Il dovere ci fa fare bene le cose, ma l’amore ce le fa fare belle. (Zig Ziglar)

La borsa da lavoro di una pedagogista (o insegnante, o educatrice o chiunque si occupi di educazione!) è un mondo a parte, è sempre sottosopra, strapiena e pronta per realizzare una marea di attività; ma molto spesso i vari elementi non sono pensati con una logica utile ad ottimizzare materiali e lavoro da svolgere.


Che cosa caricare per partire alla volta di un viaggio pedagogico? Per ispirarmi ho preso la mia valigia e osservandola ho immaginato i vari elementi come componenti di un volo, ognuno con la sua destinazione preferita!


  1. I basici: colori, fogli, forbici, colla, matita, cartoncino, scotch… mare o montagna, campagna o città qualunque destinazione andrà bene! Con loro è possibile creare, inventare e dare spazio a qualunque idea; sono utili per iniziare una nuova attività, realizzare progetti fantasiosi, lasciare spazio agli attacchi d'arte.

  2. I classici: le bolle di sapone, la molla, i puzzle, la palla di spugna, gli incastri di legno… la destinazione ideale è un posto già conosciuto e visitato, ma sempre vissuto con occhi differenti! Loro sono i giochi che tutti conoscono, che è bello proporre ed è divertente fare insieme.

  3. I didattici: schede con i tratteggi, numeri, lettere, giochi di appaiamento immagini e parole… la meta prediletta è la città d'arte per imparare e conoscere sempre cose nuove! Grazie a loro si rinforzano apprendimenti didattici in una maniera più ludica e divertente.

  4. I manipolativi: il pongo, gli elastici, lo slime, la pasta, i legumi… la destinazione più apprezzata è una comodissima spa per rilassarsi e godersi un pò di calma!
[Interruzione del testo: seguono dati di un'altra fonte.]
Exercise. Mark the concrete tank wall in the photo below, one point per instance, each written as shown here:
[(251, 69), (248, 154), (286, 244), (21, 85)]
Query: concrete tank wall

Con loro è possibile lavorare sulla motricità in maniera "morbida" e possono generare un momento di distensione.

  5. I riciclati: spago, bottiglie, nastri, tappi, bicchieri… il viaggio migliore è libero, avventuroso e in mezzo alla natura (senza sporcare però!)! Attraverso la loro adattabilità e potenza creativa è possibile educare al rispetto dell'ambiente e all'estro di ogni persona.


Questi sono solo alcuni materiali da poter utilizzare e portare in giro per il proprio lavoro, li puoi utilizzare tutti, una categoria alla volta, puoi scegliere di prendere uno zaino, una sacca o la borsa da spiaggia; insomma puoi creare la TUA valigia secondo il TUO modo di lavorare. Il suggerimento è quello di identificare gli interessi e le capacità dei più piccoli così da poter organizzare una valigia pedagogica adeguata ad ogni esigenza.